Owners have already raised cover charges and drink prices to generate the extra $5 per customer for the pole tax, which strip clubs were supposed to pay the state in quarterly installments starting this month. Smaller clubs could go out of business, owners say.
But experts say that at the dozens of larger, more upscale clubs, $5 is nothing compared with the sums tucked into G-strings.
And your reasoning would be...?
This all leads to a concept that came to me last month when I was in ESL. Washington Park, IL is little municipality of 5,000 or so residents. The area is run down (low property values), the streets are in disrepair, lots of burned-out houses, very few sales tax generators; WP is poor. BUT it is the home to 7 or 8 strip clubs. Big flashy clubs and small hole-in-the-wall clubs. The smaller clubs are known for the extraordinary mileage available, and the big fancy clubs are known for pretty girls and...moderate mileage. All clubs sell liquor by the drink.
Over all, there does not appear to be very much interaction between LE and the clubs. One gets the feeling that the clubs are pretty much left alone to do as they choose. I am aware that there have been a few "enforcement actions" taken over the years -like about 10 years ago when it was decided that DATY at the stage might pose a health hazard, and that stopped in a hurry.
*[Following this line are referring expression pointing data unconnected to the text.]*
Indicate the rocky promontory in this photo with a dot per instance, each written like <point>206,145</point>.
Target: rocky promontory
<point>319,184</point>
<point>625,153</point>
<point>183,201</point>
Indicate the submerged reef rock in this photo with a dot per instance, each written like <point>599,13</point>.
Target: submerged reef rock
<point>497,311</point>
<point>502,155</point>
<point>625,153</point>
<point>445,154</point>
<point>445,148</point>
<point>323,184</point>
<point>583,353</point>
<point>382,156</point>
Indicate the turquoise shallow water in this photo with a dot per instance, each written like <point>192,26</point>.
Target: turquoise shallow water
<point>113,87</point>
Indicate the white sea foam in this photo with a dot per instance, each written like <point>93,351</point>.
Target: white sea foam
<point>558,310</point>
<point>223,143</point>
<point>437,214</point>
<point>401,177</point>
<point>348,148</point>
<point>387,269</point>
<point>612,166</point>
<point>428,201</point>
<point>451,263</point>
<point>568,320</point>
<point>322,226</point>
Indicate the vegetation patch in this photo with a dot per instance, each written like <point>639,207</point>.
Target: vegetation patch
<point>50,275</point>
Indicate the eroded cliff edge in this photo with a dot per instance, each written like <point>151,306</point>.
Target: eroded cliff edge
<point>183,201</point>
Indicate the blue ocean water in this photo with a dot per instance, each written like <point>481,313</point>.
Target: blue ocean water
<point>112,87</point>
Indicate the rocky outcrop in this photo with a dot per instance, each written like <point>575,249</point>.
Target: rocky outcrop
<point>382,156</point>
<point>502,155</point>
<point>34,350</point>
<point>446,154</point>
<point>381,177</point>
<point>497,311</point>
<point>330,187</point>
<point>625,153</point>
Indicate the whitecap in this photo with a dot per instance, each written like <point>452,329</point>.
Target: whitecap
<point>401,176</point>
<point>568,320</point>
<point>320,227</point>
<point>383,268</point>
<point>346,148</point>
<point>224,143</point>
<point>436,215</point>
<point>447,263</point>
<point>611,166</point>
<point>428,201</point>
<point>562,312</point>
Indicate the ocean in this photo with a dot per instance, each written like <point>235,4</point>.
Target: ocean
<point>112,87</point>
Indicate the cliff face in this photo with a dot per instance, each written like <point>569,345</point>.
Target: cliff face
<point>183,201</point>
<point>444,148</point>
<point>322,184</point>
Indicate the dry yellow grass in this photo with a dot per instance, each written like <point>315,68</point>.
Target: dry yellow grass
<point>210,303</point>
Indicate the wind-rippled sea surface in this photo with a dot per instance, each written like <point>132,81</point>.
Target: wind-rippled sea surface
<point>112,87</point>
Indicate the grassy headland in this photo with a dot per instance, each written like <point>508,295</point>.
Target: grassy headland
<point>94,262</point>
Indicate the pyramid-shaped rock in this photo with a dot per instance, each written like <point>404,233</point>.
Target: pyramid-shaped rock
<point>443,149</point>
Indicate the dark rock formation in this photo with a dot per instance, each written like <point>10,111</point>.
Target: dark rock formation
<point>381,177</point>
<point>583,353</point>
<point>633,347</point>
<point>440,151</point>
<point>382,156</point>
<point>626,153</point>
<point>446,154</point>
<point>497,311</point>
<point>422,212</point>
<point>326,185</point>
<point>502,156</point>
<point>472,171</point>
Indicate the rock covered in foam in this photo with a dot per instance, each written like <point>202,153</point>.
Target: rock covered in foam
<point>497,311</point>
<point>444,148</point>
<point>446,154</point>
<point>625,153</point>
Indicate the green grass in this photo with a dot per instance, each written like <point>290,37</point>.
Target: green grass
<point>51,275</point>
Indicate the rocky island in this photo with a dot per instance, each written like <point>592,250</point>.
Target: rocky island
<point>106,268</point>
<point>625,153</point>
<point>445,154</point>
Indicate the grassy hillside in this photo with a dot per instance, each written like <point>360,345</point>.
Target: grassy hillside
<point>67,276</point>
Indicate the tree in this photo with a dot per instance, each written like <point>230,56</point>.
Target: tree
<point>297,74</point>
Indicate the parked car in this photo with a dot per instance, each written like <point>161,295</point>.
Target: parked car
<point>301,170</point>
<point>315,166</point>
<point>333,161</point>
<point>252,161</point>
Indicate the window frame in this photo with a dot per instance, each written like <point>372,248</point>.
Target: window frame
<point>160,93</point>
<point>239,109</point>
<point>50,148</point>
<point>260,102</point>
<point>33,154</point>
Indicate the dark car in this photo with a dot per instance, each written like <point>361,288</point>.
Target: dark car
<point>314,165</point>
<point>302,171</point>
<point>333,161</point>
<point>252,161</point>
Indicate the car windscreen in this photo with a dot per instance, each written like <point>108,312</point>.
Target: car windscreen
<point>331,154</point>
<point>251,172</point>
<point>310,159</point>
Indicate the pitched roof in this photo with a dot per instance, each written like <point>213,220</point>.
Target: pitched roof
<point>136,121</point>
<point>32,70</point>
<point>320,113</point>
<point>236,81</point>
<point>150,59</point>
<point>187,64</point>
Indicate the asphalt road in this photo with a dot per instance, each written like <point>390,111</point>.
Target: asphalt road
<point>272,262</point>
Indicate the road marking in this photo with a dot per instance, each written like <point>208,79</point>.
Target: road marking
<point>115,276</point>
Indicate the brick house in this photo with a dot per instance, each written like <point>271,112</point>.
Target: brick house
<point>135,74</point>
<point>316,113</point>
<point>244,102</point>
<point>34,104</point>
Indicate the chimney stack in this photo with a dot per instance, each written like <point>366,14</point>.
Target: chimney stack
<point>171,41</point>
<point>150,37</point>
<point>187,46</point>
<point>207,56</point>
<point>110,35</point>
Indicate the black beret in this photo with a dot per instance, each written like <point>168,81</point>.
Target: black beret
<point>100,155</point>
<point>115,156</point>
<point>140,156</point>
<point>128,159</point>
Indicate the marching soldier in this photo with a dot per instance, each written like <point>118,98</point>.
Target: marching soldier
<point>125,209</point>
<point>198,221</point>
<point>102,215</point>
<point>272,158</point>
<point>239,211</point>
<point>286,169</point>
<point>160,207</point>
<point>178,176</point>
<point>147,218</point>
It occured to me that perhaps these clubs pay a fairly hefty annual "adult entertainment license" fee. A fee large enough that when multiplied by 7 or 8 adult establishments, produces an amount that is hard for the town to ignore. I would think that a town of this size might have an annual budget of $2 million or so. An annual adult license fee of $25k per club could yield $200k for the town, PLUS the town's cut of sales tax on drinks sold - assuming sales tax applies to drinks. All total, the town could realize upward of 25% of its annual budget from the strip clubs. All in exchange for a laissez-faire attitude from the jurisdiction.
I doubt that the annual fee really is $25k, but the exercise of going through the math here illustrates how significant adult entertainment's DIRECT impact on a small local economy can be. Obviously it should be important to WP, and I suspect that it is.
Somebody else can do the math on Brooklyn, just up the road. It's probably even more surprising.
I assume that the other one-quarter of Brooklyn's income comes from that speed trap on the south edge of town.